After the teacher laid it on the line so clearly, there was really nothing Karen or I could say that was going to bring her back to what she COULD do. These barriers are the realities of her challenges.

What are the realities of your challenges? Karen and I both commented that we might be idealists…

Yesterday I shared these three barriers with the group of teachers I am working with in another NJ district. In this group, there are some non-public school teachers that join our sessions. This made for interesting conversation, since a non-public school might make different requirements for its teachers than a public school with its union teachers.

He offered his districts answers to some of these barriers:

  1. Each teacher is to offer “Office Hours” once a week. These are to be the same day each week from the end of the school day at 2:45 until 3:45. Students are to make appointments and parents are to arrange for transportation. These hours are designed so that students that need help from their teacher outside the typical school day, can get it.
  2. Each teacher is to make themselves available to help students during their recess time. (Recess in this school is held before lunch time.)
  3. In this particular non-public school, the text book guides the curriculum for mathematics. Get done what you can.

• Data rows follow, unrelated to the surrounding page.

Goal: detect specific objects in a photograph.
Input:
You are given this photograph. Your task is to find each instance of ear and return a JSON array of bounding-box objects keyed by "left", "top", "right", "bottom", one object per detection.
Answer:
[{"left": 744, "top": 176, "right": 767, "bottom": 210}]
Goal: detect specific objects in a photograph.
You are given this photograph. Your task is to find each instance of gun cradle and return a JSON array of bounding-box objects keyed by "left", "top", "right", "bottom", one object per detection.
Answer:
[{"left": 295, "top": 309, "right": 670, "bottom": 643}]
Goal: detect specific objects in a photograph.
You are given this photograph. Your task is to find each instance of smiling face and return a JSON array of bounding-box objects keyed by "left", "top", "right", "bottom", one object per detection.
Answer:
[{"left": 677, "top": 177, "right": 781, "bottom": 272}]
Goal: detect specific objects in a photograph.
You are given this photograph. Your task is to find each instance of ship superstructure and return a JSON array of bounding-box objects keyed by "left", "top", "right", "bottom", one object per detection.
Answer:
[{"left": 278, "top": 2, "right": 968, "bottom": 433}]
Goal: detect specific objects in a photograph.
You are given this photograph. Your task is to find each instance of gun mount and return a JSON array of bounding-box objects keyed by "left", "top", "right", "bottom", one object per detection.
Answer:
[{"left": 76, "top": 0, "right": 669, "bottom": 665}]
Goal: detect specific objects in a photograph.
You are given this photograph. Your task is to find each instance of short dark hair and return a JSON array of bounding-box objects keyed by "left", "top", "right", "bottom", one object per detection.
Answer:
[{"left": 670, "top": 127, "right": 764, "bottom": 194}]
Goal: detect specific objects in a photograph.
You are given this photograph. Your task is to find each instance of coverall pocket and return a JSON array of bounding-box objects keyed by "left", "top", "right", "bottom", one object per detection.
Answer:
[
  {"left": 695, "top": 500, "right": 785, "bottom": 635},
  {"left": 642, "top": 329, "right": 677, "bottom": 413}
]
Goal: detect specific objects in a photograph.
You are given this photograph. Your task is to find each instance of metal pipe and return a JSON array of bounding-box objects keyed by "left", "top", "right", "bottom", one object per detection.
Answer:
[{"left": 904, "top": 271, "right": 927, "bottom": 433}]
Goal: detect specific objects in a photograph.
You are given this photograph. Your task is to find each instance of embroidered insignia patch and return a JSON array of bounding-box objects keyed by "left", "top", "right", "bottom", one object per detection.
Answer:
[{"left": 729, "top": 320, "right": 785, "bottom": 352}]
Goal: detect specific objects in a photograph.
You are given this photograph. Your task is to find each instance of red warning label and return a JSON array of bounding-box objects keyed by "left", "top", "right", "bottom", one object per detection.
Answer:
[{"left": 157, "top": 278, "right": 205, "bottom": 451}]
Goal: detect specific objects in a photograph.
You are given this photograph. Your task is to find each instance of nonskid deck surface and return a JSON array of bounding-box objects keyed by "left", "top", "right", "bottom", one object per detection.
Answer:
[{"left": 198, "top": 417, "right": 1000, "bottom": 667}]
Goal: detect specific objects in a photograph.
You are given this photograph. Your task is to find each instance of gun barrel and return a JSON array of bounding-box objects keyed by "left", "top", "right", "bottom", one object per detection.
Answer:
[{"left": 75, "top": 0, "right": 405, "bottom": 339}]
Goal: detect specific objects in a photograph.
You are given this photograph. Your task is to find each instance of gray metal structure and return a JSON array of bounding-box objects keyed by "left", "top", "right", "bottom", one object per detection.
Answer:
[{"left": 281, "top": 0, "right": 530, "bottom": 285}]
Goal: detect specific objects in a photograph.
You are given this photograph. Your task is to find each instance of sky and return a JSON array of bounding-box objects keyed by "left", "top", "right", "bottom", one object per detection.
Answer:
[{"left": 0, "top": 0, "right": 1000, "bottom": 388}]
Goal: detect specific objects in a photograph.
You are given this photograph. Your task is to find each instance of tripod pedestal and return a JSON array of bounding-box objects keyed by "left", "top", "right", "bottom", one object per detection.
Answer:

I have yet to find anyone who has all the answers. But collectively, we do a pretty good job. I don’t know if I’m an idealist or an optimist. I know there are at least two sides to every story. Really, what are the realities of our challenges in the classroom? Are you the teacher that throws up barriers or walls or excuses at every accommodation that is suggested or are you this teacher? Thanks Chris Craft – you had perfect timing today.